Beyond Meat (NASDAQ:BYND), the leading maker of plant-based meat substitutes, is slated to report its first-quarter 2020 results on Tuesday, May 5, after the market close.
Investors are probably going into the report hoping for the best of a challenging situation. It's highly probable that the coronavirus pandemic negatively impacted the company's results in March, the last month of the quarter.
Despite concerns about Beyond Meat's near-term results, many investors seem optimistic about its growth prospects. Over the four-day period from April 21 through April 24, shares soared 37.5% following coffeehouse giant Starbucks' (NASDAQ:SBUX) announcement that it was introducing three Beyond Meat dishes to its menu in China starting on April 22. This partnership marks Beyond Meat's entrance into the Chinese market.
In 2020, Beyond Meat stock is up 21.1%, while the S&P 500 (including dividends) is down 11.8%, as of May 1. Shares have gained 266% since the company's May 2019 initial public offering, or IPO, at $25 per share.
Beyond Meat's key numbers
Here are the year-ago period's results and Wall Street's estimates to use as benchmarks.
Q1 2019 Result
|Q1 2020 Wall Street Estimate||Projected Change YOY|
|Revenue||$40.2 million||$87.3 million||117%|
|Earnings per share (EPS)||($0.14)||($0.06)||Loss projected to narrow 57%|
Wall Street analysts expect robust revenue growth in the quarter and the loss per share to narrow 57% year over year. The projections, however, were rosier 60 days ago, or before the COVID-19 epidemic officially morphed into a global pandemic.
At that time, analysts were expecting Beyond Meat to turn in a loss of just $0.01. One main reason the Street now anticipates a larger loss is probably because the company has incurred expenses associated with keeping production employees as safe as possible from the virus. These would include distancing measures, which would decrease productivity.

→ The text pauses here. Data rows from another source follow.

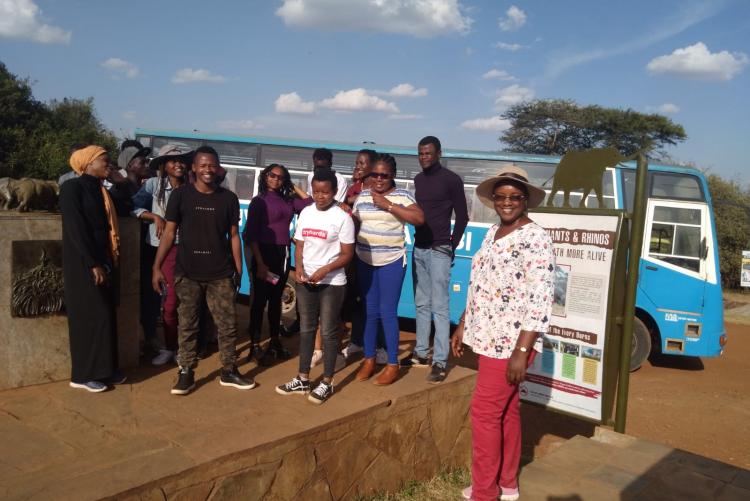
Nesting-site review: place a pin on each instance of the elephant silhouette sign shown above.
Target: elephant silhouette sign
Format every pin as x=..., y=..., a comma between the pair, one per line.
x=584, y=170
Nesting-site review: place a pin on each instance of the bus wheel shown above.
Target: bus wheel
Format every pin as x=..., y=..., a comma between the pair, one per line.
x=641, y=344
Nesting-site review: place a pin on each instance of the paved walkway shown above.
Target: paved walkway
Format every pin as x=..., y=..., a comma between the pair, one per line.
x=611, y=466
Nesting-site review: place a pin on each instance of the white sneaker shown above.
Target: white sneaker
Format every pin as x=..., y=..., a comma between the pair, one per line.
x=351, y=349
x=340, y=362
x=317, y=358
x=164, y=356
x=381, y=356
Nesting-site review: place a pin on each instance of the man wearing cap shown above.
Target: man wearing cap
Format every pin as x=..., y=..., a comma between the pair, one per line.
x=209, y=264
x=150, y=205
x=440, y=194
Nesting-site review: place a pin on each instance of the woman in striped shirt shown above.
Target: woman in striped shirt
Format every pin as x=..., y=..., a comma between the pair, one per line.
x=382, y=210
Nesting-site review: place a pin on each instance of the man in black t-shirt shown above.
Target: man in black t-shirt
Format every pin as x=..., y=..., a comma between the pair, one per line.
x=209, y=265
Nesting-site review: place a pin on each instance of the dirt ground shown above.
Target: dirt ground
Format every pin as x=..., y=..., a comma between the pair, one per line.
x=701, y=405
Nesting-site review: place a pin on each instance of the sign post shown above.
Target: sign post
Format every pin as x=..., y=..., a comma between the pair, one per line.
x=634, y=257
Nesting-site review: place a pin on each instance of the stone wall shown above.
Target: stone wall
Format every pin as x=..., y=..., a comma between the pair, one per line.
x=36, y=350
x=380, y=449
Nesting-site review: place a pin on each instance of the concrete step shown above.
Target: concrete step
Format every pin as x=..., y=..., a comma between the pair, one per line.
x=611, y=466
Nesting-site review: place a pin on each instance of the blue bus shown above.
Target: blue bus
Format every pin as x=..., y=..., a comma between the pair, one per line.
x=679, y=306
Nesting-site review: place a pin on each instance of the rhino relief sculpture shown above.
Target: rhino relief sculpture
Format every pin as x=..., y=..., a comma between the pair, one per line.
x=27, y=194
x=584, y=170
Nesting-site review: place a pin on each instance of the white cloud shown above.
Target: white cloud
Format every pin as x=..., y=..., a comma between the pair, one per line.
x=292, y=103
x=696, y=61
x=491, y=124
x=406, y=90
x=404, y=117
x=419, y=18
x=119, y=67
x=513, y=47
x=21, y=19
x=514, y=20
x=668, y=108
x=511, y=95
x=189, y=75
x=494, y=74
x=357, y=100
x=239, y=125
x=662, y=29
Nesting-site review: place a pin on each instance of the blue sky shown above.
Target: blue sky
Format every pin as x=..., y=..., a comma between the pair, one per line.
x=390, y=71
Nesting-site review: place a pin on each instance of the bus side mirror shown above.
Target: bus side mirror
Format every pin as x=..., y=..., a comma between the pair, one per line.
x=704, y=249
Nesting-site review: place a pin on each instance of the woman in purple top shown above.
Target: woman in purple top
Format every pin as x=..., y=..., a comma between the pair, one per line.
x=266, y=237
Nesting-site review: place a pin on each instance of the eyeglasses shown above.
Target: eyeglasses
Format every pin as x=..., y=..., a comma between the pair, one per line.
x=513, y=198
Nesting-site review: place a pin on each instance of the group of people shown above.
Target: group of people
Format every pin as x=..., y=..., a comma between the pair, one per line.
x=348, y=242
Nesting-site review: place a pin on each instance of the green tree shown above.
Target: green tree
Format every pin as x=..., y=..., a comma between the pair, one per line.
x=732, y=215
x=35, y=137
x=554, y=126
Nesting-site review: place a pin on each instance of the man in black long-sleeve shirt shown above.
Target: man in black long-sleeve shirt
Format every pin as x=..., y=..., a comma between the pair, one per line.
x=440, y=193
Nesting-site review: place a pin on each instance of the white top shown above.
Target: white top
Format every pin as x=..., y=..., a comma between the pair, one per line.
x=341, y=186
x=380, y=240
x=323, y=232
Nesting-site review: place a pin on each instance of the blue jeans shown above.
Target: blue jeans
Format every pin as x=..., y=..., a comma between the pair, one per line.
x=432, y=274
x=381, y=288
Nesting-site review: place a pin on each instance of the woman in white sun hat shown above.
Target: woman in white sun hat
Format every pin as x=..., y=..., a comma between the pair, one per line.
x=507, y=309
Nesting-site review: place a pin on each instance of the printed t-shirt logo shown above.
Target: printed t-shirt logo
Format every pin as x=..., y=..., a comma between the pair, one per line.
x=311, y=232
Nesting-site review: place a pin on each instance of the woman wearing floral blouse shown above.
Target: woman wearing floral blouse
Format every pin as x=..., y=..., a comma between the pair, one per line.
x=508, y=306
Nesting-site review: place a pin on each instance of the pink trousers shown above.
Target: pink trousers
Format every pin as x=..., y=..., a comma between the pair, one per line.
x=496, y=431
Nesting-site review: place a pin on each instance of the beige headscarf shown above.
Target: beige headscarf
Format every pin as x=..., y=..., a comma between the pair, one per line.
x=79, y=160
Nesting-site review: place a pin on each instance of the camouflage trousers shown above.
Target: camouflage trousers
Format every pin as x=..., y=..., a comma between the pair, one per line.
x=220, y=295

Analysts also likely pared back their revenue expectations to reflect lower foodservice sales at the end of the quarter. In mid-to-late March, U.S. states began issuing stay-at-home measures and most ordered restaurants to close their dining areas.

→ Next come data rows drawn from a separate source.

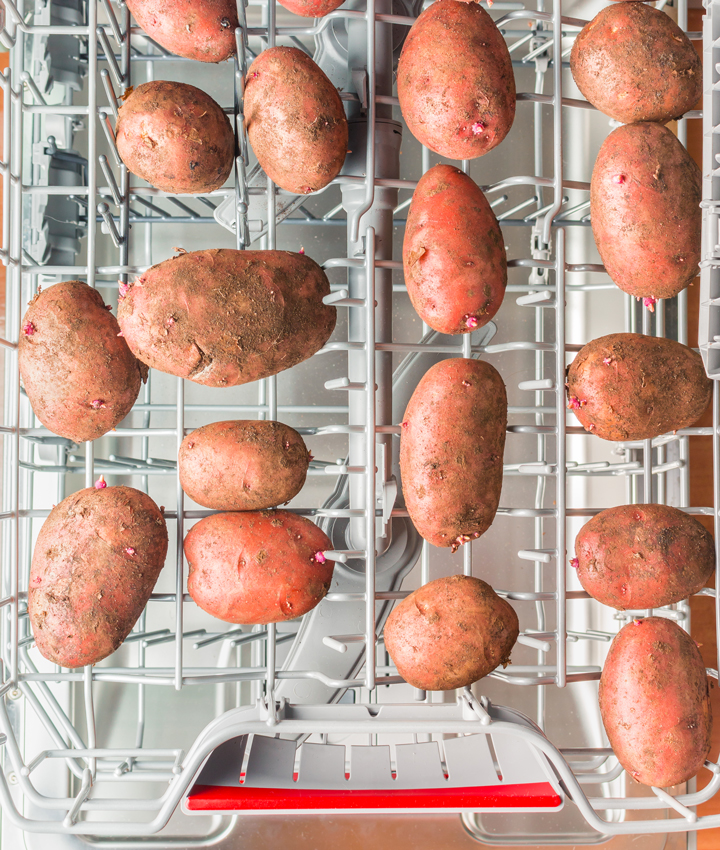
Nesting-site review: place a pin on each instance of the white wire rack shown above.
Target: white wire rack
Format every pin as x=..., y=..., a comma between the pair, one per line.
x=112, y=212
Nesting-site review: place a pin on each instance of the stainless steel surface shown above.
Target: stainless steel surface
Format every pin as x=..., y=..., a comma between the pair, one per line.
x=139, y=716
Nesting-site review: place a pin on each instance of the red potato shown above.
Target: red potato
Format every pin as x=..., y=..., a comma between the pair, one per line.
x=455, y=81
x=243, y=465
x=176, y=137
x=78, y=372
x=257, y=566
x=655, y=702
x=636, y=387
x=311, y=8
x=453, y=253
x=634, y=63
x=223, y=317
x=450, y=633
x=643, y=556
x=295, y=120
x=645, y=211
x=196, y=29
x=95, y=564
x=451, y=451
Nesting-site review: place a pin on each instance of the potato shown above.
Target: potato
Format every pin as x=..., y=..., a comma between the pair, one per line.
x=450, y=633
x=295, y=120
x=655, y=702
x=243, y=465
x=225, y=317
x=455, y=81
x=176, y=137
x=311, y=8
x=645, y=211
x=80, y=376
x=196, y=29
x=257, y=566
x=636, y=387
x=634, y=63
x=451, y=451
x=95, y=564
x=453, y=253
x=643, y=556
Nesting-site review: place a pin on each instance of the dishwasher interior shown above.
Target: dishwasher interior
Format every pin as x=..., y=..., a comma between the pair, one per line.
x=106, y=755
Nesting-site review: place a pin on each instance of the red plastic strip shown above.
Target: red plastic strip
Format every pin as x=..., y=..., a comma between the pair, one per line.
x=215, y=798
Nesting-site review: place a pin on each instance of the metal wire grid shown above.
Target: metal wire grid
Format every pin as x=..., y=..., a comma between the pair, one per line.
x=84, y=759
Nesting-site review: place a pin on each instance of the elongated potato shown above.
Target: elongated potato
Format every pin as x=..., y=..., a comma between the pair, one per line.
x=636, y=387
x=645, y=211
x=453, y=253
x=451, y=451
x=450, y=633
x=257, y=566
x=311, y=8
x=634, y=63
x=243, y=465
x=176, y=137
x=95, y=564
x=196, y=29
x=643, y=556
x=224, y=317
x=655, y=702
x=79, y=374
x=455, y=81
x=295, y=120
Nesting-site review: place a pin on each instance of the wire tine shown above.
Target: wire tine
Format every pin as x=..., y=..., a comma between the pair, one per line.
x=110, y=177
x=109, y=55
x=215, y=638
x=112, y=20
x=110, y=134
x=183, y=207
x=109, y=91
x=104, y=211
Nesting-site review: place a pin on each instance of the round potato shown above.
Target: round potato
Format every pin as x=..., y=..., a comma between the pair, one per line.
x=176, y=137
x=257, y=566
x=655, y=702
x=295, y=120
x=643, y=556
x=455, y=80
x=196, y=29
x=450, y=633
x=78, y=372
x=95, y=564
x=225, y=317
x=243, y=465
x=451, y=451
x=645, y=211
x=635, y=387
x=634, y=63
x=453, y=253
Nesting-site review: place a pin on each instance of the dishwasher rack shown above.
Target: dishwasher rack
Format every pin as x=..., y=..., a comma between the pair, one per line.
x=95, y=51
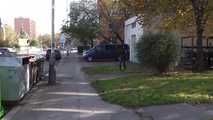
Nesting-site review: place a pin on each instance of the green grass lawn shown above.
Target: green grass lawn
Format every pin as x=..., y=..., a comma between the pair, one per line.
x=1, y=111
x=139, y=90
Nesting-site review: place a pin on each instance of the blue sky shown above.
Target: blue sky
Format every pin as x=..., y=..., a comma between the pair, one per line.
x=37, y=10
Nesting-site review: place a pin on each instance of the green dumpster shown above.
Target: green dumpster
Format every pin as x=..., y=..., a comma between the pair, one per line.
x=13, y=81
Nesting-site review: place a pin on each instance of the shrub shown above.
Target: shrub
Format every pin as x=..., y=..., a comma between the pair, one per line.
x=158, y=50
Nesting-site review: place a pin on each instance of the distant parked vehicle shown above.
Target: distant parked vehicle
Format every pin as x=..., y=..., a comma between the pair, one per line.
x=57, y=54
x=105, y=52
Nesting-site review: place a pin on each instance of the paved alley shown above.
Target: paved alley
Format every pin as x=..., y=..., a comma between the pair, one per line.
x=71, y=99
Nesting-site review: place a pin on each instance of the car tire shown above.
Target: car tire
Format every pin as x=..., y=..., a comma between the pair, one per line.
x=89, y=59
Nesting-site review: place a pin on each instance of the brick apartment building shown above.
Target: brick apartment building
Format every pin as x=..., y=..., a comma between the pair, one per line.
x=107, y=24
x=27, y=25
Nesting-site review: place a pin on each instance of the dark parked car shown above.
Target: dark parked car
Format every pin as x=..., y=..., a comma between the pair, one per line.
x=57, y=54
x=105, y=52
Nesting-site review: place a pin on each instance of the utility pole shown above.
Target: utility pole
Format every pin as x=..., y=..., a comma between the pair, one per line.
x=52, y=71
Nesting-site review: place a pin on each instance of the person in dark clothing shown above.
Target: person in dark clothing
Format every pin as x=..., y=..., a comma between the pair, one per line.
x=123, y=58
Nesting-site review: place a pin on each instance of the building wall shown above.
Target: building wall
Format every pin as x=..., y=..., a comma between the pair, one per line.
x=27, y=25
x=133, y=32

Product and channel performance
Here's how the product platforms and distribution channels performed last quarter:
|Product||Q4 2019 Revenue||Change YOY|
|Fresh meat||$102.1 million||238%|
|Frozen meat||$3.6 million||(17%)|
|Less Discounts||($7.2 million)||Loss widened by 141%|
|Distribution Channel||Q4 2019 Revenue||Change YOY|
|Restaurant and foodservice||$57.8 million||223%|
Beyond Meat has a significant exposure to the foodservice channel, which accounted for 59% of its revenue last quarter. This channel will be hurting because of temporary restaurant closures. However, the pandemic is likely providing a tailwind for the company's retail sales because folks in many parts of the country have been stockpiling food and critical supplies. Investors should expect the crisis' net effect on sales to be negative.
The market looks forward, which makes guidance ultra-important. Many companies are either pulling their 2020 outlook or updating it due to the uncertainty surrounding the pandemic. We can probably expect the same from Beyond Meat.

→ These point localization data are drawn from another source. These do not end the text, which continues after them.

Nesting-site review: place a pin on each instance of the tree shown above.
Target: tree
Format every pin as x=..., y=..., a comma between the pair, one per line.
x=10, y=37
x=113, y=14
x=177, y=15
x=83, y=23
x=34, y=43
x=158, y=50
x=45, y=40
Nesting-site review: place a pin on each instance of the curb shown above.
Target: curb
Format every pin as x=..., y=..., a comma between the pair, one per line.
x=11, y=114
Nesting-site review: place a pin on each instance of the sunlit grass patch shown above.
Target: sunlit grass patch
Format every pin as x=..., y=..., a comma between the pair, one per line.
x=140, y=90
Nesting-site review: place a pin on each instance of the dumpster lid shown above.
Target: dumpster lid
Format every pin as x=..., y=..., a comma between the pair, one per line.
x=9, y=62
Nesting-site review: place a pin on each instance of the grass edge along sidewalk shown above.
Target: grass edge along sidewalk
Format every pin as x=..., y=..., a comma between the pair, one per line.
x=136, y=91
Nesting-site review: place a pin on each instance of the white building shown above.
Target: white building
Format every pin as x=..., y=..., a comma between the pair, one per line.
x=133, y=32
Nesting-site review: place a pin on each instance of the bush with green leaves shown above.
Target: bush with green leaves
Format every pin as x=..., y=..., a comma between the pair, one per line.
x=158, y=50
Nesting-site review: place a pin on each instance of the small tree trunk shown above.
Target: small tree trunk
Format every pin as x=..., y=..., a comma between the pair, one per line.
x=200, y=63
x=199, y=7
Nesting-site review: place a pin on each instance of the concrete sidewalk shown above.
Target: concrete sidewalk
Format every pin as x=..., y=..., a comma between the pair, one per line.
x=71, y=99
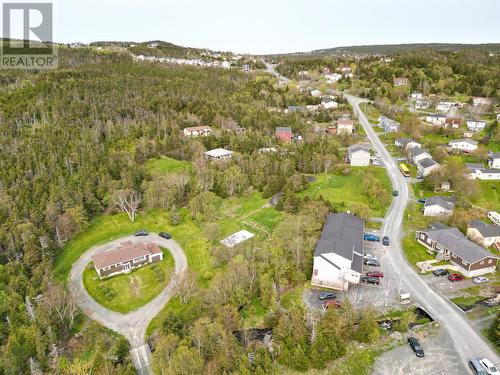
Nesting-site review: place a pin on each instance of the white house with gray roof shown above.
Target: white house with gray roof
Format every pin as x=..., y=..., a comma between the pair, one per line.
x=465, y=256
x=484, y=234
x=439, y=206
x=338, y=257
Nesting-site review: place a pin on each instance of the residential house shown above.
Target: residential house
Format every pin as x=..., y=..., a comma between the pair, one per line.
x=439, y=206
x=477, y=101
x=446, y=106
x=422, y=104
x=126, y=257
x=401, y=81
x=464, y=144
x=338, y=256
x=359, y=155
x=389, y=126
x=450, y=244
x=195, y=131
x=406, y=143
x=284, y=134
x=329, y=104
x=426, y=166
x=479, y=172
x=484, y=234
x=416, y=153
x=218, y=154
x=494, y=161
x=476, y=125
x=345, y=126
x=316, y=93
x=436, y=119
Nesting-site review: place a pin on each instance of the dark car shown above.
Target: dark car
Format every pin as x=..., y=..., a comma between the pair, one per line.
x=455, y=277
x=370, y=280
x=375, y=274
x=440, y=272
x=332, y=303
x=372, y=262
x=416, y=347
x=327, y=295
x=165, y=235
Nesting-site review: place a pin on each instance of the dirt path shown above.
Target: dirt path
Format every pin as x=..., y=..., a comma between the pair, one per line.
x=134, y=324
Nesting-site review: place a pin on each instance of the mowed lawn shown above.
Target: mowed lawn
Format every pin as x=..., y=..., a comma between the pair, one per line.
x=346, y=189
x=128, y=292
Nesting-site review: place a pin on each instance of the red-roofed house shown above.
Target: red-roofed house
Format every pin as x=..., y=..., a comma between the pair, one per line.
x=125, y=258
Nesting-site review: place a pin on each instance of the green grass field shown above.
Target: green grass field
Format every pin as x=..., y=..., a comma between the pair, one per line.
x=127, y=292
x=164, y=165
x=345, y=189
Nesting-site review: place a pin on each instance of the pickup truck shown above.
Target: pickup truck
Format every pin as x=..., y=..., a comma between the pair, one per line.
x=371, y=237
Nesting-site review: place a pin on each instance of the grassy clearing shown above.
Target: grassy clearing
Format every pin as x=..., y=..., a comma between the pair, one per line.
x=347, y=189
x=165, y=165
x=125, y=293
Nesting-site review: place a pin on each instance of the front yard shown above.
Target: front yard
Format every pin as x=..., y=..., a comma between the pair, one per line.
x=127, y=292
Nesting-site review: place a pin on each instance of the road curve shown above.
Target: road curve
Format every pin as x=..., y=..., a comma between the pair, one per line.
x=134, y=324
x=467, y=342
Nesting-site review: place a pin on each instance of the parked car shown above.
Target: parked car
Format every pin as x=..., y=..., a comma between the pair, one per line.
x=370, y=280
x=455, y=277
x=476, y=367
x=327, y=295
x=480, y=280
x=372, y=262
x=369, y=256
x=371, y=237
x=489, y=367
x=385, y=241
x=416, y=347
x=165, y=235
x=440, y=272
x=332, y=303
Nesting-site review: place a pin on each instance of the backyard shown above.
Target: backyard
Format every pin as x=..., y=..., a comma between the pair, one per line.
x=127, y=292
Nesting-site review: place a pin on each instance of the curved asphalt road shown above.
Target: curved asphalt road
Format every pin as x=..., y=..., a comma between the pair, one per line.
x=134, y=324
x=466, y=340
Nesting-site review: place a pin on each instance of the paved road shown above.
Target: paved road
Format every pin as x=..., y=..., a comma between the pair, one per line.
x=466, y=340
x=134, y=324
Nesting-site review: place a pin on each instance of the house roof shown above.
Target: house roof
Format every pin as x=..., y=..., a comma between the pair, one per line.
x=126, y=252
x=466, y=140
x=486, y=230
x=217, y=152
x=342, y=234
x=445, y=202
x=458, y=244
x=415, y=151
x=355, y=148
x=427, y=162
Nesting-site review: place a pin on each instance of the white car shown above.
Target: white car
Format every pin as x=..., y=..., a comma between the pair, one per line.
x=480, y=280
x=489, y=367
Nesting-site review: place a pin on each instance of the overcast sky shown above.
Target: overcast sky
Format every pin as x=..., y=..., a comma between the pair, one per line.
x=267, y=26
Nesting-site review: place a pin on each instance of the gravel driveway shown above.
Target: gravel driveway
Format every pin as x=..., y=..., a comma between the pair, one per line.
x=134, y=324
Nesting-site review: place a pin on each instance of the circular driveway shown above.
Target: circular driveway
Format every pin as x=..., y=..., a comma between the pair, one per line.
x=132, y=325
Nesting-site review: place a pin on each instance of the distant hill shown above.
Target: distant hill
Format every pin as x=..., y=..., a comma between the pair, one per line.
x=389, y=49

Here's the 2020 guidance the company provided in late February:
- Net revenue in the range of $490 million to $510 million, representing growth of 64% to 71% from 2019.
- Gross margin in the range of 33% to 35%.
- Adjusted EBITDA (earnings before interest, taxes, depreciation, and amortization) as a percentage of net revenue approximately flat with the 2019 result. This is because the company "anticipates accelerated investments in marketing, R&D and international expansion initiatives in 2020." (In 2019, adjusted EBITDA was $25.3 million, or 8.5% of net revenue.)
Wall Street is now modeling for 2020 revenue of $465.5 million, or growth of 53.2% year over year. This estimate is 6.9% below Beyond Meat's current guidance at the midpoint.